Notice how some key parts of the DAG are the schedule interval, which is set to run everyday at 8:00am UTC.

This DAG first uses the sensor S3KeySensor to detect whether a new file with our specified bucket key exists within the S3 bucket. If the appropriate file is not detected after a series of pokes within the time interval and finally reaches a time out, then a Slack error notification will be fired via the Python function failure_slack_message. If the appropriate file is detected, then the next task, upload_file will identify this as a successful run and continue to process the csv data from S3 into Snowflake using upload_to_snowflake. If the upload is not successful, the DAG will fire another Slack error notification. Once Snowflake successfully ingests this S3 data, a final Slack message is sent via completion_slack_message to notify end users that the pipeline was processed successfully.

Closing Comments

This demonstration utilized Airflow to organize, schedule and monitor a data pipeline using Amazon S3 csv files to a Snowflake data warehouse. Slack was used as a way to create notifications and alerts for a more robust data processing workflow.

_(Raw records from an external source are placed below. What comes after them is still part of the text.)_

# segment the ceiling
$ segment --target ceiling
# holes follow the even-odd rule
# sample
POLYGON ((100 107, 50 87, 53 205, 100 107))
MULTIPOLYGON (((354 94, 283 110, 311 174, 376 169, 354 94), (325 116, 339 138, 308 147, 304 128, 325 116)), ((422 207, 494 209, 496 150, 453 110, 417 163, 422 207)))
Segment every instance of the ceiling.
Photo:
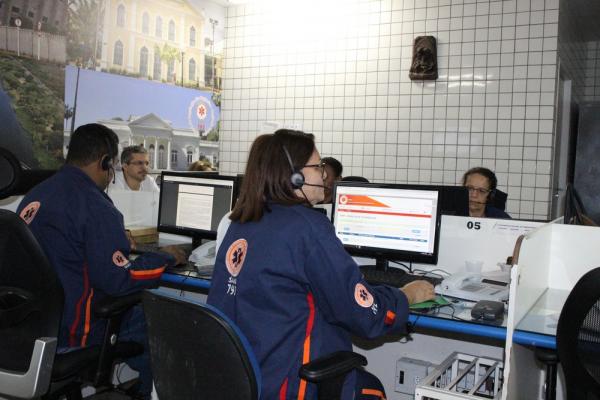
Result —
MULTIPOLYGON (((252 0, 210 0, 221 6, 244 4, 252 0)), ((561 12, 571 14, 581 28, 584 41, 600 41, 600 0, 560 0, 561 12)))

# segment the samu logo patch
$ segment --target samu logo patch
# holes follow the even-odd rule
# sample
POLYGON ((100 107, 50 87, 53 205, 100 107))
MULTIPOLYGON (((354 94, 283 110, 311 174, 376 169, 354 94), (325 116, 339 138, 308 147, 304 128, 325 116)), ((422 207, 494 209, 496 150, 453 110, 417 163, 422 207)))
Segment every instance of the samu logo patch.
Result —
POLYGON ((369 308, 373 305, 373 295, 369 293, 369 290, 362 283, 357 283, 354 287, 354 300, 356 303, 364 308, 369 308))
POLYGON ((244 266, 246 252, 248 251, 248 242, 246 239, 238 239, 229 246, 225 256, 225 265, 231 276, 236 277, 244 266))
POLYGON ((35 214, 37 214, 39 209, 40 209, 40 202, 33 201, 33 202, 27 204, 27 206, 21 211, 21 214, 19 216, 21 217, 21 219, 23 221, 25 221, 25 223, 27 225, 29 225, 31 223, 31 221, 33 221, 33 218, 35 217, 35 214))
POLYGON ((115 251, 113 253, 113 255, 112 255, 112 262, 117 267, 122 267, 122 268, 126 268, 129 265, 129 260, 119 250, 117 250, 117 251, 115 251))

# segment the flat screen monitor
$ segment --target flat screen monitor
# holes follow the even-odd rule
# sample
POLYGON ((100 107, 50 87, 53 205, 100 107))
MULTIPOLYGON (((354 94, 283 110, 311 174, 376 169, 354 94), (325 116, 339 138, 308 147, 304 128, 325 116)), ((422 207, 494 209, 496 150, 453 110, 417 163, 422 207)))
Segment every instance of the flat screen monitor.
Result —
POLYGON ((338 182, 331 220, 349 253, 388 261, 436 264, 440 188, 422 185, 338 182))
POLYGON ((163 172, 158 231, 215 239, 219 222, 235 205, 238 179, 205 172, 163 172))
POLYGON ((444 215, 469 216, 469 191, 464 186, 440 186, 440 210, 444 215))

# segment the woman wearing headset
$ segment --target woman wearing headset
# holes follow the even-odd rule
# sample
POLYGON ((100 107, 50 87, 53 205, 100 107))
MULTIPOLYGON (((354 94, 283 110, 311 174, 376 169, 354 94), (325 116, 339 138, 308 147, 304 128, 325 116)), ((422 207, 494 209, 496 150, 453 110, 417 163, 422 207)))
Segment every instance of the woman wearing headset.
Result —
POLYGON ((510 215, 489 204, 498 185, 496 174, 491 170, 471 168, 463 175, 462 185, 469 191, 470 217, 510 218, 510 215))
MULTIPOLYGON (((424 281, 401 290, 364 281, 331 223, 311 209, 323 200, 324 175, 313 135, 259 136, 217 253, 207 302, 248 337, 262 399, 316 399, 316 387, 298 377, 302 364, 351 350, 351 334, 403 332, 408 305, 434 296, 424 281)), ((342 399, 384 396, 373 375, 348 374, 342 399)))

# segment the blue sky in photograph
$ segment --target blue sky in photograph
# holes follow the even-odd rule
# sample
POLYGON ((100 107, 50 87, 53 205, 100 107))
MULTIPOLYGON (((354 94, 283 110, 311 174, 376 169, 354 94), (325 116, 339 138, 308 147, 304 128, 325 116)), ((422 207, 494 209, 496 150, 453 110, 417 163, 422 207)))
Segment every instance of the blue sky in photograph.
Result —
MULTIPOLYGON (((65 103, 73 107, 77 81, 77 67, 67 65, 65 68, 65 103)), ((211 92, 188 89, 173 84, 165 84, 145 79, 129 78, 122 75, 108 74, 93 70, 81 69, 77 90, 77 112, 75 128, 101 119, 141 117, 154 113, 167 120, 174 128, 193 128, 198 120, 192 112, 190 124, 188 110, 198 98, 203 97, 213 109, 213 118, 208 113, 204 121, 206 131, 219 120, 219 108, 211 100, 211 92)), ((204 104, 207 104, 203 101, 204 104)), ((198 105, 198 102, 195 103, 198 105)), ((69 129, 71 120, 65 122, 69 129)))

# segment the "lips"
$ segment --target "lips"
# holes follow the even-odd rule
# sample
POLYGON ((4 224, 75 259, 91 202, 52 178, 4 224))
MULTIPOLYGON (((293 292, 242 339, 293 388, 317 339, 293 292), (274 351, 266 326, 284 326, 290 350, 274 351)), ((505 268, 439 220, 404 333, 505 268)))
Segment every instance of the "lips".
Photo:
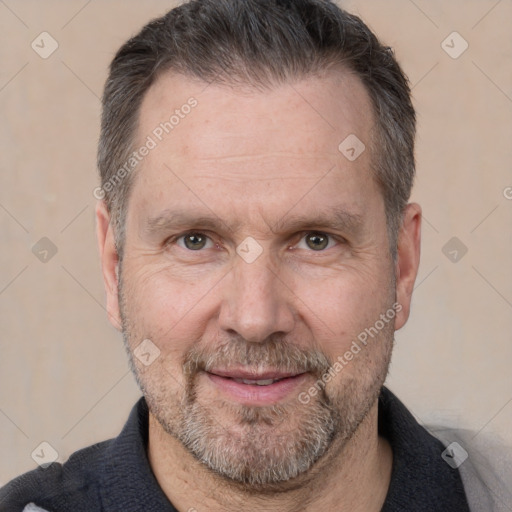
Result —
POLYGON ((213 375, 218 375, 219 377, 224 377, 228 379, 233 379, 236 382, 240 382, 243 384, 255 384, 258 386, 268 386, 269 384, 273 384, 282 379, 287 379, 289 377, 296 377, 297 375, 301 375, 304 372, 282 372, 277 370, 267 370, 265 372, 258 371, 249 371, 246 369, 234 369, 234 370, 222 370, 222 369, 213 369, 208 373, 213 375))
POLYGON ((247 405, 268 405, 296 394, 309 374, 267 370, 211 369, 208 380, 230 400, 247 405))
POLYGON ((274 382, 277 382, 281 379, 257 379, 257 380, 251 380, 251 379, 235 379, 233 378, 235 382, 238 382, 239 384, 252 384, 256 386, 269 386, 270 384, 274 384, 274 382))

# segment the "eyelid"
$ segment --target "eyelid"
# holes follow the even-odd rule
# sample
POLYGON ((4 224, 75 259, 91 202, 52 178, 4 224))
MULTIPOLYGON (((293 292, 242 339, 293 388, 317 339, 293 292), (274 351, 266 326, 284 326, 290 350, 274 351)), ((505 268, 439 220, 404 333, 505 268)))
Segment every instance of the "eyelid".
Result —
MULTIPOLYGON (((212 244, 214 244, 215 247, 220 247, 220 243, 218 241, 215 240, 215 238, 209 234, 208 230, 200 230, 200 229, 191 229, 191 230, 188 230, 188 231, 182 231, 181 233, 178 233, 176 235, 172 235, 170 237, 168 237, 165 242, 164 242, 164 246, 167 246, 167 245, 170 245, 170 244, 177 244, 178 240, 187 236, 187 235, 202 235, 204 237, 206 237, 212 244)), ((329 238, 329 241, 330 242, 336 242, 337 244, 346 244, 348 243, 346 238, 340 236, 340 235, 334 235, 332 233, 328 233, 326 231, 321 231, 321 230, 314 230, 314 229, 310 229, 310 230, 307 230, 307 231, 301 231, 300 233, 298 233, 298 235, 300 235, 300 238, 298 240, 297 243, 293 244, 290 248, 291 249, 295 249, 297 248, 297 245, 302 242, 304 240, 304 238, 308 235, 324 235, 324 236, 327 236, 329 238)), ((181 246, 180 246, 181 247, 181 246)), ((186 249, 185 247, 181 247, 183 249, 186 249)), ((211 248, 211 247, 210 247, 211 248)), ((332 247, 328 247, 328 249, 331 249, 332 247)), ((190 250, 190 249, 186 249, 186 250, 190 250)), ((313 249, 311 248, 308 248, 309 251, 311 252, 325 252, 327 249, 323 249, 322 251, 314 251, 313 249)), ((200 251, 198 251, 200 252, 200 251)))
MULTIPOLYGON (((181 245, 178 244, 178 240, 180 240, 181 238, 185 237, 185 236, 188 236, 188 235, 201 235, 201 236, 204 236, 205 238, 208 239, 208 241, 211 243, 211 244, 214 244, 215 246, 218 245, 212 236, 210 236, 206 230, 199 230, 199 229, 191 229, 191 230, 188 230, 188 231, 183 231, 181 233, 178 233, 176 235, 172 235, 170 236, 169 238, 167 238, 164 242, 164 247, 167 247, 168 245, 178 245, 178 247, 182 248, 182 249, 185 249, 187 251, 190 251, 190 249, 187 249, 186 247, 182 247, 181 245)), ((211 247, 209 247, 211 248, 211 247)), ((202 250, 204 250, 205 248, 203 248, 202 250)), ((191 251, 192 252, 192 251, 191 251)), ((200 251, 197 251, 197 252, 200 252, 200 251)))
MULTIPOLYGON (((310 229, 308 231, 302 231, 300 233, 300 239, 299 241, 292 247, 293 249, 297 248, 297 246, 304 240, 304 238, 308 235, 323 235, 323 236, 326 236, 328 239, 329 239, 329 243, 331 242, 336 242, 335 245, 338 245, 338 244, 346 244, 347 243, 347 240, 340 236, 340 235, 333 235, 331 233, 328 233, 326 231, 320 231, 320 230, 315 230, 315 229, 310 229)), ((308 251, 311 251, 311 252, 318 252, 318 253, 321 253, 321 252, 325 252, 327 251, 328 249, 332 249, 332 246, 329 247, 329 244, 328 244, 328 247, 325 248, 325 249, 322 249, 321 251, 314 251, 313 249, 311 248, 307 248, 308 251)))

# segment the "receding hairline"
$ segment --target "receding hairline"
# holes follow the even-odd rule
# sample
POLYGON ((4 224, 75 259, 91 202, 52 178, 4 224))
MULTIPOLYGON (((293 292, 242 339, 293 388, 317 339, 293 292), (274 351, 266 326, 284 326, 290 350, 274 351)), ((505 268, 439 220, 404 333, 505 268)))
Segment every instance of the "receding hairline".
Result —
MULTIPOLYGON (((372 171, 385 198, 388 227, 396 233, 415 174, 415 112, 408 79, 394 52, 360 18, 335 3, 305 0, 300 9, 298 2, 284 9, 271 4, 262 0, 185 2, 148 23, 122 46, 112 62, 103 98, 98 152, 102 183, 129 154, 127 148, 133 150, 143 96, 161 73, 185 70, 182 74, 199 82, 223 82, 252 93, 324 74, 331 62, 347 64, 362 80, 377 118, 370 145, 376 155, 371 158, 372 171), (258 20, 266 20, 267 25, 258 20), (128 80, 131 88, 125 95, 121 86, 128 86, 128 80), (130 118, 131 107, 135 108, 130 118), (124 143, 117 135, 122 133, 124 143)), ((129 183, 124 185, 106 196, 121 234, 123 206, 130 192, 129 183)))
MULTIPOLYGON (((137 147, 139 147, 139 145, 143 144, 143 141, 145 140, 146 135, 148 135, 146 132, 143 132, 143 133, 141 132, 142 112, 143 112, 145 105, 147 105, 146 101, 147 101, 147 98, 149 97, 149 95, 151 94, 151 92, 154 91, 156 87, 161 85, 162 80, 165 78, 172 77, 172 78, 182 79, 184 82, 190 82, 194 85, 199 86, 200 91, 204 91, 209 86, 214 86, 214 87, 219 87, 221 90, 225 89, 228 92, 234 92, 235 94, 251 96, 254 94, 263 94, 264 95, 265 93, 272 92, 273 90, 275 90, 276 88, 279 88, 279 87, 286 87, 289 85, 291 85, 293 87, 294 84, 299 84, 301 82, 308 81, 308 80, 319 80, 319 81, 325 80, 325 81, 327 81, 327 80, 334 79, 336 81, 338 81, 338 80, 343 81, 345 79, 345 77, 347 77, 347 76, 349 76, 351 80, 354 80, 355 83, 360 86, 360 91, 362 92, 362 94, 364 96, 364 101, 367 106, 367 111, 369 112, 369 115, 370 115, 370 120, 367 121, 368 136, 369 136, 370 140, 365 141, 365 142, 368 142, 367 151, 370 154, 368 172, 369 172, 369 176, 376 182, 379 193, 381 193, 384 197, 384 191, 381 189, 381 186, 378 183, 378 179, 377 179, 376 172, 374 169, 375 159, 378 158, 378 148, 376 148, 377 141, 375 140, 375 133, 374 133, 376 130, 378 131, 378 127, 376 124, 377 116, 376 116, 376 112, 375 112, 375 106, 373 104, 373 101, 372 101, 372 98, 368 91, 368 88, 364 84, 361 77, 357 74, 357 72, 350 69, 345 64, 338 65, 338 66, 331 65, 326 68, 320 68, 317 72, 302 73, 300 76, 296 76, 294 79, 289 78, 287 80, 269 81, 269 83, 266 84, 264 87, 263 87, 263 84, 259 84, 259 86, 258 86, 258 84, 253 84, 253 83, 250 83, 249 81, 244 82, 241 85, 239 85, 235 81, 229 82, 228 80, 206 82, 205 80, 201 79, 200 77, 198 77, 196 75, 193 75, 190 73, 183 73, 181 71, 177 71, 176 69, 173 69, 172 67, 169 67, 169 68, 167 68, 163 71, 160 71, 158 73, 158 76, 155 78, 155 80, 153 81, 151 86, 147 88, 147 90, 145 91, 145 93, 142 97, 142 100, 138 106, 138 112, 136 115, 136 123, 134 126, 134 137, 132 138, 133 140, 132 140, 132 144, 131 144, 131 151, 135 151, 135 149, 137 147)), ((173 105, 172 108, 177 108, 182 101, 186 101, 185 96, 180 97, 177 100, 176 105, 173 105)), ((178 129, 179 129, 179 127, 178 127, 178 129)), ((171 136, 172 136, 172 133, 171 133, 171 136)), ((341 142, 341 138, 340 138, 339 142, 341 142)), ((340 153, 340 156, 341 156, 341 153, 340 153)), ((128 210, 129 210, 129 205, 131 203, 130 199, 131 199, 131 196, 133 193, 135 183, 138 178, 138 174, 140 174, 140 172, 144 170, 144 163, 145 163, 144 161, 140 162, 140 164, 137 165, 137 167, 133 170, 132 174, 129 176, 129 182, 127 183, 128 193, 125 198, 124 205, 123 205, 125 216, 127 215, 128 210)), ((276 170, 276 173, 278 173, 278 170, 276 170)), ((126 227, 126 226, 124 226, 124 227, 126 227)))

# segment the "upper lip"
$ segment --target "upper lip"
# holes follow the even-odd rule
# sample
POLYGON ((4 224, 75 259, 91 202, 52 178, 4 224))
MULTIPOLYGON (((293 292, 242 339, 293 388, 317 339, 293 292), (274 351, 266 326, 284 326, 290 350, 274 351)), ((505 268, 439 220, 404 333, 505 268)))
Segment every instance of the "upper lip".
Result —
POLYGON ((279 370, 267 370, 264 372, 250 371, 247 369, 217 369, 214 368, 208 373, 219 375, 220 377, 229 377, 231 379, 246 380, 267 380, 267 379, 284 379, 286 377, 294 377, 304 372, 282 372, 279 370))

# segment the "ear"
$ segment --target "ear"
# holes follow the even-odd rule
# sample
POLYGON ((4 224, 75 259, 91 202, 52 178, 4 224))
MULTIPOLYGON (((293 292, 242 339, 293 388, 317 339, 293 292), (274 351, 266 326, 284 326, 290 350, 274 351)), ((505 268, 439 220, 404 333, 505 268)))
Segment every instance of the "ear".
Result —
POLYGON ((119 312, 118 285, 119 285, 119 256, 117 254, 114 230, 110 223, 105 201, 98 201, 96 205, 96 235, 100 251, 103 282, 107 293, 107 314, 110 323, 121 331, 121 315, 119 312))
POLYGON ((397 311, 395 330, 402 328, 411 309, 411 296, 420 264, 421 207, 410 203, 405 207, 403 223, 398 234, 396 275, 396 301, 402 306, 397 311))

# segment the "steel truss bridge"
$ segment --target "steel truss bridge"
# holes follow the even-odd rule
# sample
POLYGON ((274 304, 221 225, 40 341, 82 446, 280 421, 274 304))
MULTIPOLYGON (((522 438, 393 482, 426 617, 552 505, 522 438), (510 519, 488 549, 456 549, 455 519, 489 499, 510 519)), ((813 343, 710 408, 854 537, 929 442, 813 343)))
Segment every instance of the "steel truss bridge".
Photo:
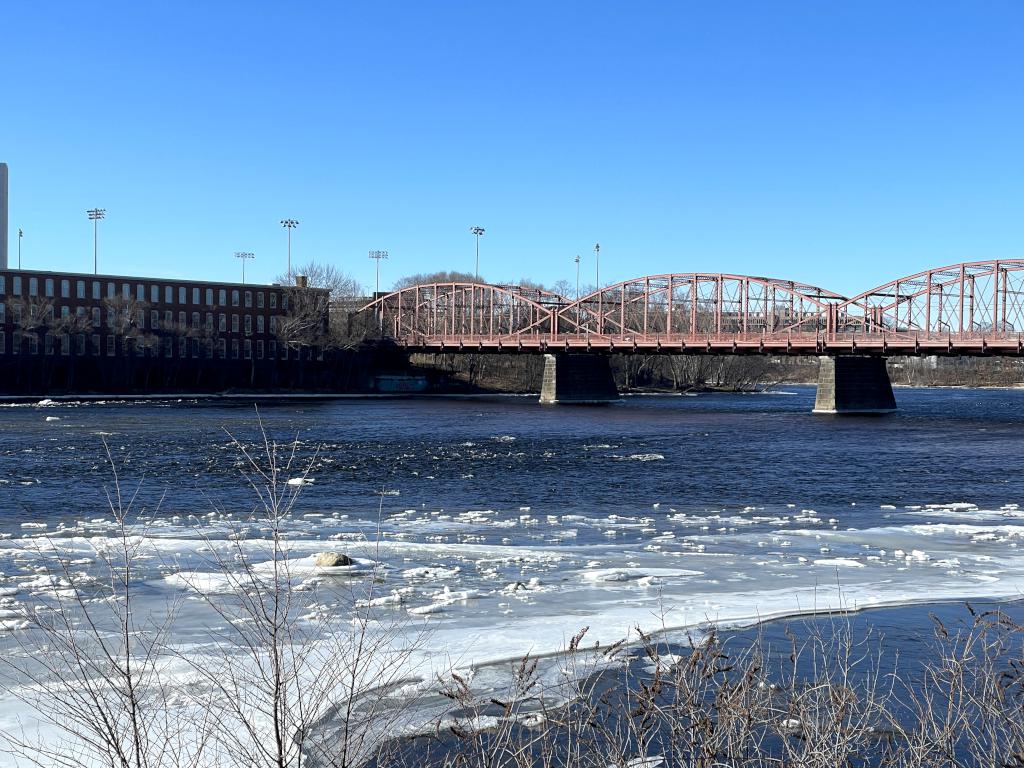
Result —
POLYGON ((1024 260, 953 264, 847 298, 750 275, 650 275, 578 299, 431 283, 362 312, 422 352, 1022 355, 1024 260))

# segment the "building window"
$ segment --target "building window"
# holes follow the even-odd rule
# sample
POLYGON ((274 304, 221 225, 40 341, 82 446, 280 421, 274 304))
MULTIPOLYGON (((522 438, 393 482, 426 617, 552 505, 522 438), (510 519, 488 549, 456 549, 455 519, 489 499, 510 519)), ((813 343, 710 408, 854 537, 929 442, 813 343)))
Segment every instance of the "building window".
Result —
POLYGON ((121 283, 121 295, 126 299, 130 299, 132 297, 131 283, 121 283))
POLYGON ((107 336, 107 357, 114 356, 114 353, 117 351, 115 348, 116 344, 117 342, 114 340, 113 336, 107 336))
POLYGON ((28 335, 28 353, 30 355, 39 354, 39 337, 34 333, 28 335))
POLYGON ((149 286, 149 302, 151 304, 156 304, 158 301, 160 301, 160 286, 159 285, 151 285, 151 286, 149 286))
MULTIPOLYGON (((221 315, 223 317, 223 315, 221 315)), ((228 340, 221 339, 217 342, 218 355, 221 360, 227 359, 228 356, 228 340)))
POLYGON ((228 303, 228 292, 221 288, 217 291, 217 303, 222 307, 228 303))
POLYGON ((271 293, 270 294, 270 308, 271 309, 277 309, 277 294, 276 293, 271 293))
POLYGON ((174 313, 171 312, 171 310, 168 309, 168 310, 166 310, 164 312, 164 328, 173 328, 173 327, 174 327, 174 313))
POLYGON ((256 333, 264 332, 264 319, 263 315, 256 316, 256 333))
POLYGON ((117 296, 117 286, 113 283, 107 283, 107 298, 112 299, 117 296))
POLYGON ((213 357, 213 339, 207 339, 203 342, 203 357, 207 360, 213 357))
POLYGON ((15 275, 13 283, 14 284, 11 286, 11 294, 14 296, 21 296, 21 278, 15 275))
POLYGON ((263 339, 260 339, 259 341, 256 342, 256 359, 263 359, 263 339))
POLYGON ((277 315, 270 316, 270 332, 277 333, 277 315))
POLYGON ((81 357, 85 354, 85 334, 75 334, 75 354, 81 357))
POLYGON ((246 309, 252 308, 252 291, 245 292, 245 307, 246 309))
POLYGON ((288 309, 288 294, 281 294, 281 309, 288 309))
POLYGON ((160 327, 160 310, 154 309, 149 313, 149 327, 154 331, 160 327))
POLYGON ((275 357, 277 357, 277 342, 276 341, 270 342, 269 352, 270 352, 270 359, 271 360, 273 360, 275 357))
POLYGON ((252 360, 252 339, 245 340, 245 359, 252 360))
POLYGON ((62 299, 70 299, 71 298, 71 281, 70 280, 61 280, 60 281, 60 297, 62 299))
MULTIPOLYGON (((192 313, 192 327, 193 328, 198 328, 199 327, 199 313, 198 312, 193 312, 192 313)), ((195 357, 195 355, 193 355, 193 357, 195 357)))
POLYGON ((71 351, 71 338, 66 334, 60 335, 60 353, 67 355, 71 351))
MULTIPOLYGON (((178 286, 178 303, 179 304, 185 304, 186 303, 186 301, 185 301, 185 286, 184 285, 179 285, 178 286)), ((182 355, 182 357, 184 357, 184 355, 182 355)))
POLYGON ((7 292, 7 278, 4 275, 0 275, 0 296, 3 296, 7 292))
POLYGON ((138 299, 139 301, 146 300, 146 286, 144 286, 142 283, 135 284, 135 298, 138 299))
POLYGON ((231 316, 231 332, 238 333, 238 315, 231 316))
POLYGON ((85 318, 85 307, 75 307, 75 317, 79 320, 85 318))
POLYGON ((7 322, 7 305, 0 301, 0 325, 7 322))
MULTIPOLYGON (((186 323, 187 323, 187 321, 185 320, 185 313, 184 312, 179 312, 178 313, 178 325, 180 325, 182 328, 187 328, 188 325, 186 323)), ((184 357, 184 355, 181 355, 181 357, 184 357)))
POLYGON ((145 330, 146 328, 146 310, 140 309, 135 312, 135 325, 145 330))
POLYGON ((169 286, 169 285, 165 285, 164 286, 164 304, 173 304, 173 303, 174 303, 174 288, 169 286))
POLYGON ((213 312, 206 313, 206 330, 213 332, 213 312))
POLYGON ((85 298, 85 280, 78 280, 75 283, 75 296, 79 299, 85 298))
POLYGON ((100 335, 98 333, 94 333, 92 335, 92 353, 96 357, 99 357, 99 354, 100 354, 100 335))
MULTIPOLYGON (((193 288, 192 289, 192 303, 193 304, 198 304, 199 303, 199 289, 198 288, 193 288)), ((192 355, 192 357, 196 357, 196 355, 192 355)))
POLYGON ((0 331, 0 355, 7 353, 7 334, 0 331))
POLYGON ((164 357, 174 357, 174 339, 164 336, 160 342, 164 345, 164 357))
POLYGON ((93 328, 99 328, 100 327, 100 308, 99 307, 93 307, 92 308, 92 327, 93 328))
POLYGON ((178 339, 178 357, 188 357, 188 339, 184 336, 178 339))
MULTIPOLYGON (((17 280, 17 278, 15 278, 15 280, 17 280)), ((231 291, 231 306, 232 307, 237 307, 238 306, 238 291, 237 290, 231 291)))
POLYGON ((245 316, 245 335, 252 333, 252 315, 245 316))
POLYGON ((43 291, 46 293, 46 298, 48 298, 48 299, 52 299, 53 298, 53 278, 52 277, 46 278, 46 280, 43 282, 43 291))
POLYGON ((231 340, 231 359, 238 359, 238 339, 231 340))
POLYGON ((256 308, 263 309, 263 291, 256 294, 256 308))
MULTIPOLYGON (((53 322, 53 305, 52 304, 46 308, 46 314, 47 314, 47 318, 46 319, 49 320, 52 323, 53 322)), ((68 315, 70 315, 70 314, 71 314, 71 307, 61 307, 60 308, 60 319, 61 320, 66 320, 68 315)))
POLYGON ((199 357, 199 339, 192 339, 192 357, 199 357))
POLYGON ((28 295, 38 296, 39 295, 39 278, 30 277, 28 279, 28 295))
POLYGON ((93 280, 92 281, 92 297, 93 297, 94 300, 99 301, 101 296, 102 296, 102 293, 101 293, 101 289, 100 289, 100 283, 99 283, 98 280, 93 280))
POLYGON ((107 307, 107 328, 113 328, 117 321, 117 313, 113 307, 107 307))
POLYGON ((52 333, 47 333, 46 335, 43 336, 43 354, 44 355, 52 355, 53 354, 53 334, 52 333))
POLYGON ((206 289, 206 306, 213 306, 213 288, 206 289))
POLYGON ((225 315, 223 312, 220 313, 219 325, 217 326, 217 328, 220 330, 221 333, 224 333, 228 329, 228 316, 225 315))

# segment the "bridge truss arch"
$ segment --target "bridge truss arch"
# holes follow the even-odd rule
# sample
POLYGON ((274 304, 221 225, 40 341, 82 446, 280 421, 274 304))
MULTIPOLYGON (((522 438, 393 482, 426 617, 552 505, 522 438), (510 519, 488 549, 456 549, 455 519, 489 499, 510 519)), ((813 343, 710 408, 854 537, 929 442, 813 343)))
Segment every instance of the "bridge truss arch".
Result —
POLYGON ((381 330, 408 346, 488 338, 499 342, 547 336, 555 309, 567 300, 538 288, 486 283, 427 283, 381 296, 363 307, 381 330))
POLYGON ((793 280, 680 272, 609 285, 558 311, 559 333, 647 338, 814 334, 838 293, 793 280))
POLYGON ((1024 260, 964 262, 872 288, 834 308, 837 334, 913 338, 934 346, 1013 341, 1024 331, 1024 260))

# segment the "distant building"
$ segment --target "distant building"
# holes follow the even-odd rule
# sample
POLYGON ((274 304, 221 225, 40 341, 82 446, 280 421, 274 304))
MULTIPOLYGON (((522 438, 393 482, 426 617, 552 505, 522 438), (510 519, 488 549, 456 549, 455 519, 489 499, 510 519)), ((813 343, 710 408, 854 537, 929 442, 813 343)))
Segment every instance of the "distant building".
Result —
POLYGON ((0 391, 277 386, 263 369, 323 359, 328 304, 316 288, 0 269, 0 362, 43 371, 27 387, 8 371, 0 391), (125 378, 138 370, 149 385, 125 378))

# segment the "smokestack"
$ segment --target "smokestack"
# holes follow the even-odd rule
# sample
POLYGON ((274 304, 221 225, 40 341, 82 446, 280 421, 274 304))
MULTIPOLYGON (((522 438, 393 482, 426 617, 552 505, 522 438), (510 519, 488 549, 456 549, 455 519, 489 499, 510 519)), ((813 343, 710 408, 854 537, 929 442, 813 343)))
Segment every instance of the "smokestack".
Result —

Although a simple data pipeline was presented here, much larger data projects will require much more complex data pipelines. Airflow has the capacity to create very complex DAGs depending on the data needs of the organization. It is very possible that the exact same sourced data will need to be joined with other complex data, transformed and loaded into a different number of tables to reach varying teams and end-users.

Wherever data flows within the organization, I think it is important to have all members of your data science team share the responsibility of upholding data integrity, keeping each other accountable for their roles and most importantly, learning from one another and elevating each other to do practice great data science.